Byron Connolly | May 8, 2015
Apple's former chief evangelist, Guy Kawasaki, gave a rundown of the 10 lessons he learnt from the late Steve Jobs in his keynote speech at CeBIT yesterday.

Apple's former chief evangelist, Guy Kawasaki, gave a rundown of the 10 lessons he learned from the late Steve Jobs in his keynote speech at CeBIT yesterday.

"He was a fantastic person — a difficult person to work for, very mercurial, very demanding. All the great HR practices that you've all learnt about meeting with your employees and developing goals and helping people reach their goals — Steve did none of that," he told the audience.

Kawasaki, who worked at Apple twice, initially marketing the Macintosh in 1984 before returning in 1995, admitted that he lived in "complete and utter fear" of Steve Jobs.

"He would not hesitate to tell people in front of the whole division what a bozo, clueless person you were and I just lived in terrible fear of that.
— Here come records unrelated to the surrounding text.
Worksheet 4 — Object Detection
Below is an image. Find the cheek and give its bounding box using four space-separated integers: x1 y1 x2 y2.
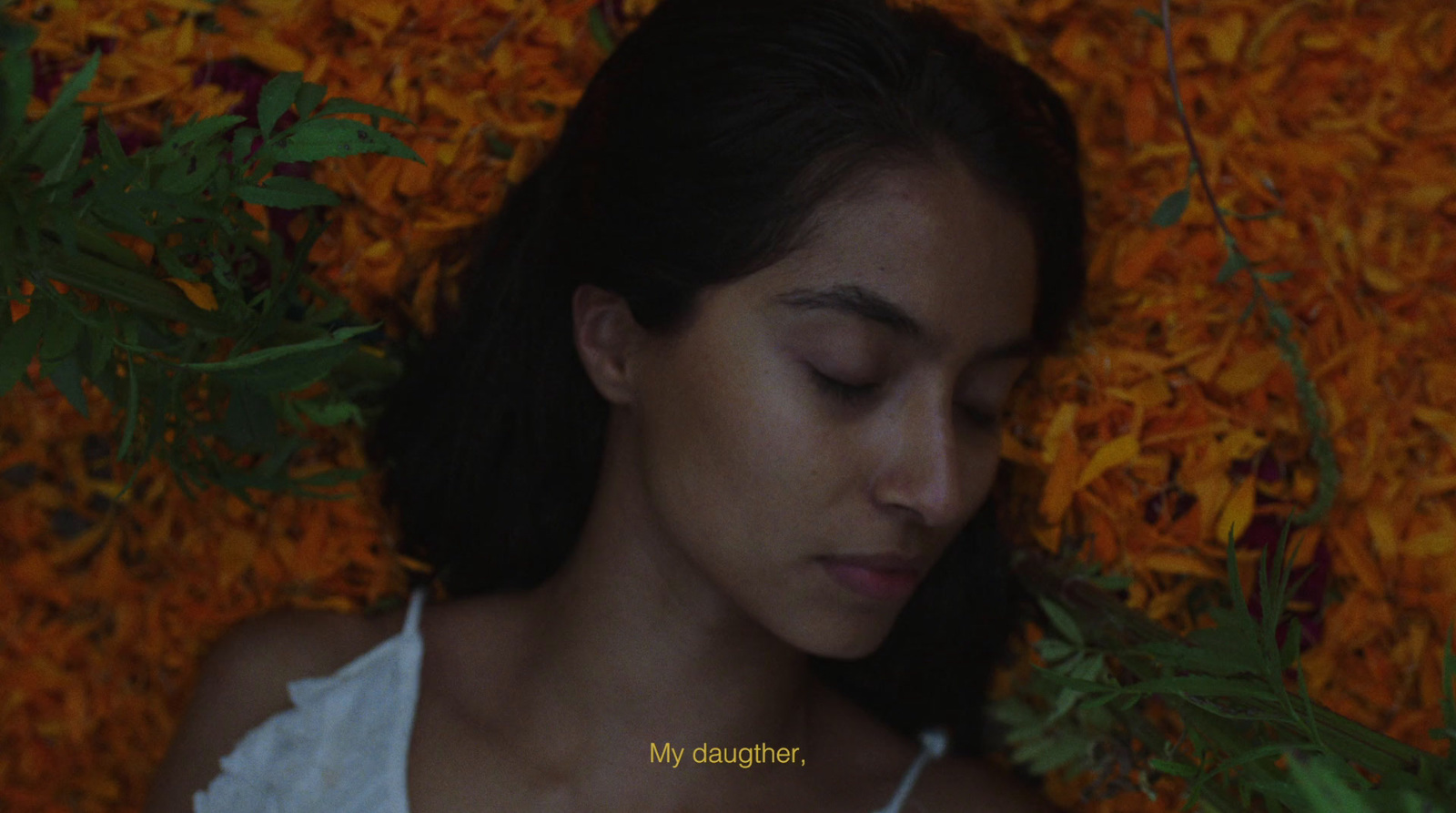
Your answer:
642 354 833 555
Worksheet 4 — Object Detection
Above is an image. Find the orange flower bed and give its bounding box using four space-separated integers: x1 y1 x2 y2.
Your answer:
0 0 1456 811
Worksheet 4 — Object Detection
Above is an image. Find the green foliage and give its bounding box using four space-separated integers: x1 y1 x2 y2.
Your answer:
0 22 420 504
992 0 1456 813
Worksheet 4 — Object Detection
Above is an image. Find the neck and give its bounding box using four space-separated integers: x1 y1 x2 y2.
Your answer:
498 431 815 777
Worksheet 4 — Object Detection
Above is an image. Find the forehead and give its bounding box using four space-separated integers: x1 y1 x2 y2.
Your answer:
741 165 1036 352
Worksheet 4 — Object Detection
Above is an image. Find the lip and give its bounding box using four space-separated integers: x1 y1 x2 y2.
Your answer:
818 554 923 602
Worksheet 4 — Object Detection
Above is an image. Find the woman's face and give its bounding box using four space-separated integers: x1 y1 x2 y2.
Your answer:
597 159 1036 658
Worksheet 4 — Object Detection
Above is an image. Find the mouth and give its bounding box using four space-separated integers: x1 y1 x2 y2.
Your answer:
817 554 923 602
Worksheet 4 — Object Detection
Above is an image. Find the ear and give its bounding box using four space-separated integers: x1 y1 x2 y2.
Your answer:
571 284 642 403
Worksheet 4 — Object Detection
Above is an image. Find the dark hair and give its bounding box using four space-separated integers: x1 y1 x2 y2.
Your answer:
367 0 1087 752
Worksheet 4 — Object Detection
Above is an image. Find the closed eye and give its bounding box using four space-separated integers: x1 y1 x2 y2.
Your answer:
810 367 1000 429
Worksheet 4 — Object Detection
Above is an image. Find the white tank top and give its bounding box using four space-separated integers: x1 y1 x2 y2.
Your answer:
192 587 946 813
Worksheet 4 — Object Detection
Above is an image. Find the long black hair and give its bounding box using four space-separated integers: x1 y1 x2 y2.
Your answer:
366 0 1087 753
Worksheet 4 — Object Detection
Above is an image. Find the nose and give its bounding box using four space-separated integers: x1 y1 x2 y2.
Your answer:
875 398 995 527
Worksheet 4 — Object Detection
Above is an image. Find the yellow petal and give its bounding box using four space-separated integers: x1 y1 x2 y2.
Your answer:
1218 347 1279 395
1077 434 1141 490
1213 475 1255 546
166 277 217 310
1366 500 1400 558
1138 553 1226 578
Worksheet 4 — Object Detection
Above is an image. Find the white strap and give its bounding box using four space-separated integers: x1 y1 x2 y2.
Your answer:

Having said that I would not trade working for Steve Jobs for anything in my past," he said.

Kawasaki is now chief evangelist at Sydney start-up, Canva.

Below are the 10 lessons he learnt while working for Steve Jobs.

1. Learn to ignore naysayers

"If you're an innovator, you're a revolutionary and you want to build a great tech company, you need to ignore naysayers," Kawasaki said.

These are the clueless, pessimistic people who say things can't and should not be done.

"Many people told Apple that when we created the Macintosh. Many people told Apple that when we created the Apple stores," he said.

"Naysayers is a form of 'bozosity', when you're clueless, you're a clown."

An example of bozosity, he said, was when Western Union wrote off the potential of telephony in 1876.

2. Customers can't tell you what they need

Customers in the mid-1980s told Apple they want a bigger, faster, cheaper Apple II, Kawasaki said. He believes Apple would have died if it built the next Apple II.

"Great innovation occurs when you don't listen to your customers — when you use your passion and your vision and insight and you create what you believe they will need, or they will come to need or that you can convince them they need, which is what Steve [Jobs] did," he said.

3. Innovation happens on the 'next' curve

"If you are a typewriter business, it's not about making better typewriters. If you are a letter quality printer company, it's not about adding more typefaces," said Kawasaki.

It's about making the leap to the next curve of innovation. He used the example of the once thriving 'ice harvesting' industry in America.

"During the winter months, people would go to frozen lakes and ponds with saws and horses and cut blocks of ice. In 1900, 9 million pounds of ice was harvested," he said.